There is something enormously satisfying about seeing those in the war racket worry that their assumptions on conflict have been upended. There they were, happily funding, planning and preparing to battle against threats imagined or otherwise, and there comes Donald Trump, malice and petulance combined, to pull the rug from under them again.
What is fascinating about the return of Trump to the White House is that critics think his next round of potentially rowdy occupancy is going to encourage, rather than discourage war. Conflict may be the inadvertent consequence of any number of unilateral policies Trump might pursue, but they do not tally with his anti-war platform. Whatever can be said about his adolescent demagogic tendencies, a love of war is curiously absent from the complement. A tendency to predictable unpredictability, however, is.

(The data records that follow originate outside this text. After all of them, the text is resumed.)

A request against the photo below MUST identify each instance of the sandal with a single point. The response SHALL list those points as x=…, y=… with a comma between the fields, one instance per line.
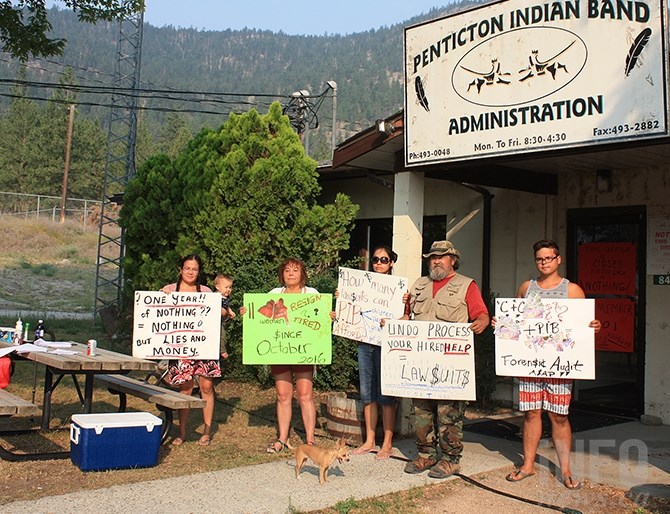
x=517, y=476
x=277, y=447
x=362, y=450
x=572, y=483
x=384, y=454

The whole assessment also utterly misunderstands the premise that the foolishly menacing trilateral alliance of AUKUS is, by its nature, a pact for the making of war. This agreement between Australia, the UK and the US can hardly be dignified as some peaceful, unprovocative enterprise fashioned to preserve security. To that end, President Joe Biden should shoulder a considerable amount of the blame for destabilising the region. But instead, we are getting some rather streaky commentary from the security wonks in Australia. Trump spells, in the pessimistic words of Nick Bisley from La Trobe University, “uncertainty about just what direction the US will go”. His policies might, for instance, “badly destabilise Asia” and imperil the AUKUS, specifically on the provision of nuclear-powered submarines to the Royal Australian Navy. On the last point, we can only hope.
The Australians, being willing and unquestioning satellites of US power, have tried to pretend that a change of the guard in the White House will not doom the pact. Australian Foreign Minister Penny Wong expressed a “great deal of confidence” that things would not change under the new administration, seeing as AUKUS enjoyed bipartisan support.

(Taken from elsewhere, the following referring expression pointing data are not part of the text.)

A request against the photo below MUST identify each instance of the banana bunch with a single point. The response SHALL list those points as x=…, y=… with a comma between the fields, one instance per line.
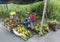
x=53, y=22
x=21, y=29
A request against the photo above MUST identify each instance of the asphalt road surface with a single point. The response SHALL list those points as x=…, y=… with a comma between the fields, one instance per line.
x=6, y=36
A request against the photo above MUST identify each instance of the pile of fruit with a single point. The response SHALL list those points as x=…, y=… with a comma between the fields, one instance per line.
x=45, y=29
x=20, y=29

Australia’s ambassador to the US, Kevin Rudd, is also of the view that AUKUS will survive into the Trump administration as it “strengthens all three countries’ ability to deter threats, and it grows the defence industrial base and creates jobs in all three countries”.

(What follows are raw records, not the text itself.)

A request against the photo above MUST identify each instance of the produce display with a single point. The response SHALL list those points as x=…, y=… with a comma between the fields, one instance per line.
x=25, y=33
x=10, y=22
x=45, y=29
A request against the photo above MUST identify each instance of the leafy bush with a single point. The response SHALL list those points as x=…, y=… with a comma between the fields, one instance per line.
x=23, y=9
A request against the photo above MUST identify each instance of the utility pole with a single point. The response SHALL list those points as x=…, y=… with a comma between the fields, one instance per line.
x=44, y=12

Another former ambassador to Washington, Arthur Sinodinos, who also occupies the role of AUKUS forum co-chair, has pitched the viability of the trilateral pact in such a way as to make it more appealing to Trump. Without any trace of humour, he suggests that tech oligarch Elon Musk oversee matters if needed. “If Musk can deliver AUKUS, we should put Musk in charge of AUKUS, and I’m not joking, if new thinking is needed to get this done,” advises the deluded Sinodinos.
The reasoning offered on this is, to put it mildly, peculiar. As co-head of the proposed Department of Government Efficiency, Musk, it is hoped, will apply “business principles” and “new thinking”. If the Pentagon can “reform supply chains, logistics, procurement rules, in a way that means there’s speed to market, we get minimum viable capability sooner, rather than later”.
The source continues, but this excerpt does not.